For more information, here’s a link to the presentation slides for today’s ACIP meeting.
OPM helpfully sent FEHB plan carriers the following standard guidance to FEHB carriers today about Hurricane Ida:
Due to Hurricane Ida impacting the Gulf Coast and connecting states, we remind you that under Section 2.2 BENEFITS PROVIDED, you are authorized, “To pay for or provide a health service or supply in an individual case which does not come within the specific benefits provisions of the contract, if the Carrier determines the benefit is within the intent of the contract, and the Carrier determines that the provision of such benefit is in the best interest of the Federal Employees Health Benefits Program.”
If you decide to apply Section 2.2, we ask that you demonstrate maximum flexibility, including the following:
· Relax certain provisions such as pre-certification requirements that the plan must be notified within 2 business days of an emergency admission.
· Relax requirements about notification and levels of benefit payment if victims are taken to non-plan and/or non-PPO hospitals or other treatment centers.
· Allow certain FEHB members to get additional supplies of medications as backup, if necessary.
· Though charges for work-related injuries sustained by Federal workers are payable by the Office of Workers’ Compensation Programs (OWCP), we are encouraging FEHB plans to provide immediate payment and seek subsequent reimbursement from OWCP.
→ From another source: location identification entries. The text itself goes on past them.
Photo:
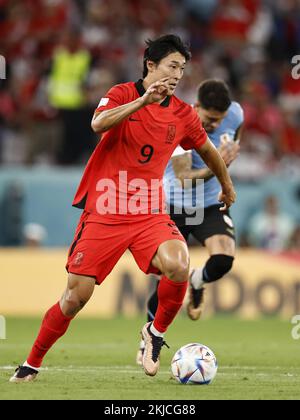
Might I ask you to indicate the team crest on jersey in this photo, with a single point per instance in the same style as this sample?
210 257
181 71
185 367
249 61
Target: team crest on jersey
78 258
171 134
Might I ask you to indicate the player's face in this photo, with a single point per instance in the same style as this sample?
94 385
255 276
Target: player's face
171 66
210 118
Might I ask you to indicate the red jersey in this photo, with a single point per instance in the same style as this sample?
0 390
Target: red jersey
124 174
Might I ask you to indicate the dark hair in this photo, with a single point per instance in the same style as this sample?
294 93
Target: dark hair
214 94
163 46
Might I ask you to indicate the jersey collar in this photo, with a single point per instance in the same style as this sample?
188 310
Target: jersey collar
141 90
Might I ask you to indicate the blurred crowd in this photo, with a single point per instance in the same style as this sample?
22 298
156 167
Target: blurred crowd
63 55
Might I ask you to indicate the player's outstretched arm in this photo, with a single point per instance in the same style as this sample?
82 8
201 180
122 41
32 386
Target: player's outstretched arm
216 164
103 121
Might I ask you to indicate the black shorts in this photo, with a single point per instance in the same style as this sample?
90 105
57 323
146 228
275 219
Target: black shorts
215 222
Today, the Department of Health and Human Services announced the establishment an Office of Climate Change and Health Equity. The Wall Street Journal notes that “The new office is likely to spur initiatives touching on many aspects of healthcare, HHS officials announced Monday. It is expected to offer protections for populations most at risk—including the elderly, minorities, rural communities and children, and the office could eventually compel hospitals and other care facilities to reduce carbon emissions.”
STAT News identifies three trends divined from research on telehealth utilization by Medicare beneficiaries during the COVID-19 pandemic. The FEHBlog’s attention was drawn to this trend:
Telemedicine use has not varied substantially by race and ethnicity. Many commenters * * * have expressed concern that telemedicine will widen disparities of care. Surprisingly, this has not by borne out by the data. Through the end of 2020, we observed no substantive differences in the proportion of beneficiaries using telemedicine by race and ethnicity: 51% of non-Latino white beneficiaries, 55% of Black beneficiaries, and 56% for both Latino and Asian beneficiaries.
This pattern may in part reflect the fact that people of color are more likely to live in urban areas, where the use of telemedicine is higher. Beneficiaries living in large metropolitan counties were substantially more likely to use telemedicine than those living in rural areas.
STAT News also offers a fascinating peak inside Pfizer’s Pearl River (NY) Research Center where a “team of “variant hunters,” as they call themselves, race to track changes in the fast-mutating SARS-CoV-2. A “virus farmer” grows the latest variants so researchers can test how they fare against the vaccine. And a colleague known as the “graphing unicorn” converts the data into intelligible results overnight.” Extraordinary.